The peroneal tendons originate from the peroneal muscles of the lower leg and run just behind the bone of the outer ankle, or lateral malleolus. According to the Institute for Foot and Ankle Reconstruction at Mercy, these tendons help keep the ankle from turning too far inward, but are prone to injury from external forces causing ankle sprains and rolls. If the peroneal tendons tear or pop out of alignment so that they shift to the front of the ankle, surgery is usually required to repair them. In cases of severe tearing, new tendon tissue may have to be taken from the leg or a cadaver to replace the damaged tendon.
Wear your short-leg cast as directed by your surgeon. The Active Motion Physical Therapy website explains that casts are often worn for up to four weeks post-surgery.
Follow your surgeon's weight-bearing instructions. Most don't want you to place any weight on the foot at all for the first day, while others, like foot and ankle specialist Dr. George Lian, will ask you to stay non-weight bearing for up to a week after surgery. Use your crutches to keep your weight off your affected foot.
Control swelling by elevating your leg above your heart when you sit or lie down. Swelling can delay recovery, so keeping it in check helps you heal quicker. Once the cast is off, you can further assist with swelling by icing your foot for 20 minutes at a time with a bag of ice wrapped in a thin dishtowel. With your doctor's approval, non-steroidal anti-inflammatories (NSAIDs) can be taken over-the-counter to help alleviate inflammation.
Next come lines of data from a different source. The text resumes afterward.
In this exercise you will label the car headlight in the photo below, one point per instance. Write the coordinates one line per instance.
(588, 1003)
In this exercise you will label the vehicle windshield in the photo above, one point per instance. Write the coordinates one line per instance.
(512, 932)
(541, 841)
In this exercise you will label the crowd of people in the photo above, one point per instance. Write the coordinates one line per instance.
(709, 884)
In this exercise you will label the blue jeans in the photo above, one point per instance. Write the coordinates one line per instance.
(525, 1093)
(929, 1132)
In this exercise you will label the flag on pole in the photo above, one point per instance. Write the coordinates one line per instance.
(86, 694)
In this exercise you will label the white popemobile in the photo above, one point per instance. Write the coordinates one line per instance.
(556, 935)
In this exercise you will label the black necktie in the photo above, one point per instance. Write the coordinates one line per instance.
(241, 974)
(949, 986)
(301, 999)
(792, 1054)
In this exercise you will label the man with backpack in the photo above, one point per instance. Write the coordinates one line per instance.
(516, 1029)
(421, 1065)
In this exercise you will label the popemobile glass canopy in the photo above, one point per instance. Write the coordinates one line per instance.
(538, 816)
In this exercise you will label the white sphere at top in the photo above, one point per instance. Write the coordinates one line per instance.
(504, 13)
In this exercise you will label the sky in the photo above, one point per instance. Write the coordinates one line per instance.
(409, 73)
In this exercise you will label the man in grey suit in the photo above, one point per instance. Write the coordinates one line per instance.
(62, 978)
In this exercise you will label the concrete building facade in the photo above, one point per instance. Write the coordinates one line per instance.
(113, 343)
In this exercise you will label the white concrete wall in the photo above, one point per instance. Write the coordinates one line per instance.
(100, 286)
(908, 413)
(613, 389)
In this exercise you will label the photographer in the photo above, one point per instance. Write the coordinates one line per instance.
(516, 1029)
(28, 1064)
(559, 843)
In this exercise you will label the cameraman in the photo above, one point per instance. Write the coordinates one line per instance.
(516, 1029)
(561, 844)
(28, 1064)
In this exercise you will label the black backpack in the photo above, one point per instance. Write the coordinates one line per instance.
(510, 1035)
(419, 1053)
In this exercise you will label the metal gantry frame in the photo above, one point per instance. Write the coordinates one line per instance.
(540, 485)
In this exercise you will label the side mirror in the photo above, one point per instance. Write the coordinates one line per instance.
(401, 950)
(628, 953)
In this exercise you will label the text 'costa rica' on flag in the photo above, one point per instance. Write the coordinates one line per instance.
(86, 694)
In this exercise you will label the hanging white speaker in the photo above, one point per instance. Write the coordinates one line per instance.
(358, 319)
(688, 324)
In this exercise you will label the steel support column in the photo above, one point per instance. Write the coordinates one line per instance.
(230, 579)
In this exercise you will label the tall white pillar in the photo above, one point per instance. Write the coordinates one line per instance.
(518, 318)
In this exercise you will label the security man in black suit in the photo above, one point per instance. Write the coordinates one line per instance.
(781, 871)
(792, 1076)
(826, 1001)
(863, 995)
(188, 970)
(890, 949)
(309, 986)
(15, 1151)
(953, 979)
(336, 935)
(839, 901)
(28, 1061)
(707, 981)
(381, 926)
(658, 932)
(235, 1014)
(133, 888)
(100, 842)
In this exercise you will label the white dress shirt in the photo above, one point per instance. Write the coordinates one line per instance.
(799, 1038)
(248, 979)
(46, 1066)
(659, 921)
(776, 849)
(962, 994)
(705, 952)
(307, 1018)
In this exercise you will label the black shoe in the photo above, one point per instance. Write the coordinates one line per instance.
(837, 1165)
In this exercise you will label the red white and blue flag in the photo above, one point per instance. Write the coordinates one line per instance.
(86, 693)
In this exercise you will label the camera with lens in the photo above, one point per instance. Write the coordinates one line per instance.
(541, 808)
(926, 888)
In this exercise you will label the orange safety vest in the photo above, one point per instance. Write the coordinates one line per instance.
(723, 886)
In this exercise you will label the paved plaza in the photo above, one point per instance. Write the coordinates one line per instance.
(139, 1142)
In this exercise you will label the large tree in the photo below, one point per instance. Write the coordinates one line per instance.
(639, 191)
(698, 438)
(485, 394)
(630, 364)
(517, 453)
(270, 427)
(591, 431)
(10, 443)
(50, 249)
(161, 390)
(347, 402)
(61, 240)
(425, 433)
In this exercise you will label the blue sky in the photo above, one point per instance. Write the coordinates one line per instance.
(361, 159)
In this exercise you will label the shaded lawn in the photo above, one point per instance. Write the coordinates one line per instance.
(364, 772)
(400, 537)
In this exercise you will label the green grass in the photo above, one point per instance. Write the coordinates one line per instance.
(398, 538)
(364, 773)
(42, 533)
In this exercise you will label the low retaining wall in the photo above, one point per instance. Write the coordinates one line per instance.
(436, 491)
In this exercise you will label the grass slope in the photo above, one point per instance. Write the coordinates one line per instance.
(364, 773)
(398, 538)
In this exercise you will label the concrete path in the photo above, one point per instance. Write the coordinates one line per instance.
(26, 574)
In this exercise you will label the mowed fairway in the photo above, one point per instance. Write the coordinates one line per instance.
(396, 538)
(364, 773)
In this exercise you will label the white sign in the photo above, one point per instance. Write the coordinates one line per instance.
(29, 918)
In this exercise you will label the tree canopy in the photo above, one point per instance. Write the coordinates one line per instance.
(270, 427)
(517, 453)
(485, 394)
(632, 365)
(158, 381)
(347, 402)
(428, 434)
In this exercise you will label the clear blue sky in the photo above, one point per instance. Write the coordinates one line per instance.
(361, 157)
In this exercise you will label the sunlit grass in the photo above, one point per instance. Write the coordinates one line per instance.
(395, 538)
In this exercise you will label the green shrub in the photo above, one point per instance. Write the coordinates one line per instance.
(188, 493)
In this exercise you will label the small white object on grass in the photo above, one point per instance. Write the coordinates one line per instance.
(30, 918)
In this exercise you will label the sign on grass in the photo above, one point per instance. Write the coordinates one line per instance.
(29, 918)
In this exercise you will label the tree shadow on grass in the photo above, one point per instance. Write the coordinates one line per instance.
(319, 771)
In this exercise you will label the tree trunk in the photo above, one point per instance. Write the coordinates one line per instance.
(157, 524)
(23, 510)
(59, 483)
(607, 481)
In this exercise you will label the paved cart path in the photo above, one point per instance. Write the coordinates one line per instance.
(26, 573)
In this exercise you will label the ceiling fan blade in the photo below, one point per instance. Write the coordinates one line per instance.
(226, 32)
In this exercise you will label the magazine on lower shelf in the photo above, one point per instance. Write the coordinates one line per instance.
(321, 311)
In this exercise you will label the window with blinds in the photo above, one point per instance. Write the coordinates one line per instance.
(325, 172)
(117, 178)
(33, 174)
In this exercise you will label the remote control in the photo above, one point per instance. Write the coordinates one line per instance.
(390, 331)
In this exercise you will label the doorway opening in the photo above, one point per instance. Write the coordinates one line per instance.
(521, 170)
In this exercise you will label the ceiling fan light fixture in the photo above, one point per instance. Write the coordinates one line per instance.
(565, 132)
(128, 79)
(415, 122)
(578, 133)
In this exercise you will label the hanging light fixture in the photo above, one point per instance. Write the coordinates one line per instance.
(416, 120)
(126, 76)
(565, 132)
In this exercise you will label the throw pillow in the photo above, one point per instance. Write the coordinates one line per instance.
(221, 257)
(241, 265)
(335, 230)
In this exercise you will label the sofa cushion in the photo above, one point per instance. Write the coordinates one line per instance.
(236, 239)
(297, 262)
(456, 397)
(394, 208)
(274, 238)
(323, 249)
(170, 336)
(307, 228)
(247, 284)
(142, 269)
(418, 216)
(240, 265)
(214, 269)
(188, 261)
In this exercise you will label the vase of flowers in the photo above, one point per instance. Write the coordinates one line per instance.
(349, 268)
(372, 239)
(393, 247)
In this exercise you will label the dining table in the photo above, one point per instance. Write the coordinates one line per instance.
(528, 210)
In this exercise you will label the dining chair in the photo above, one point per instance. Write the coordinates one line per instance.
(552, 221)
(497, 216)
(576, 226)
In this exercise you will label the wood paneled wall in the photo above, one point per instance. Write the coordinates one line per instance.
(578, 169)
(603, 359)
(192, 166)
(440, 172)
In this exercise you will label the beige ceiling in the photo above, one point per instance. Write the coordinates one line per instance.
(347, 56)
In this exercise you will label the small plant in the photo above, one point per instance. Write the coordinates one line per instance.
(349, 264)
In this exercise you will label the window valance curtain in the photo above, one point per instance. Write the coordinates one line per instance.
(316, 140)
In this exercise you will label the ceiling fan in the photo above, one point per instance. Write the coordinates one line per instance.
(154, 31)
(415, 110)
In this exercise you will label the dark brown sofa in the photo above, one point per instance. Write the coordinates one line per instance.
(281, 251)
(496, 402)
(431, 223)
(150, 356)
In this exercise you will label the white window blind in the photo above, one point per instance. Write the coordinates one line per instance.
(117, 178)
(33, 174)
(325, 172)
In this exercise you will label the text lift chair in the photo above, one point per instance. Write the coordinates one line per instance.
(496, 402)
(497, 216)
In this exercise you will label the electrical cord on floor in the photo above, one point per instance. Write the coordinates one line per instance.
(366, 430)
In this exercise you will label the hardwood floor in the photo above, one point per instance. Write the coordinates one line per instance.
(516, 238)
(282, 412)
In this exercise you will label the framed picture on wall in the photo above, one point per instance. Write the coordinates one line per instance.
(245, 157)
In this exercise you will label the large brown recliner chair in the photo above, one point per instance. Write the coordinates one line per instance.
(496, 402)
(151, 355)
Wear your walking boot as directed by your surgeon once your cast is removed. Follow your weight bearing restrictions, and stay off the foot for long periods of time. Do not try to exercise in your walking boot, and do not try to walk without the boot during the time prescribed.
Begin therapeutic and range-of-motion exercises once the walking boot is discontinued. According to the American College of Foot and Ankle Surgeons, physical therapy plays a crucial role in rehab following peroneal tendon surgery. Perform the ankle, foot, and leg range-of-motion and strengthening exercises prescribed by your physical therapist, working in a pain-free zone. Gradually build up intensity as your specific healing process allows.
Resist the urge to return to vigorous leg exercise, such as running or soccer, too soon. After peroneal surgery, Dr. Lian suggests waiting four to six months before resuming sports.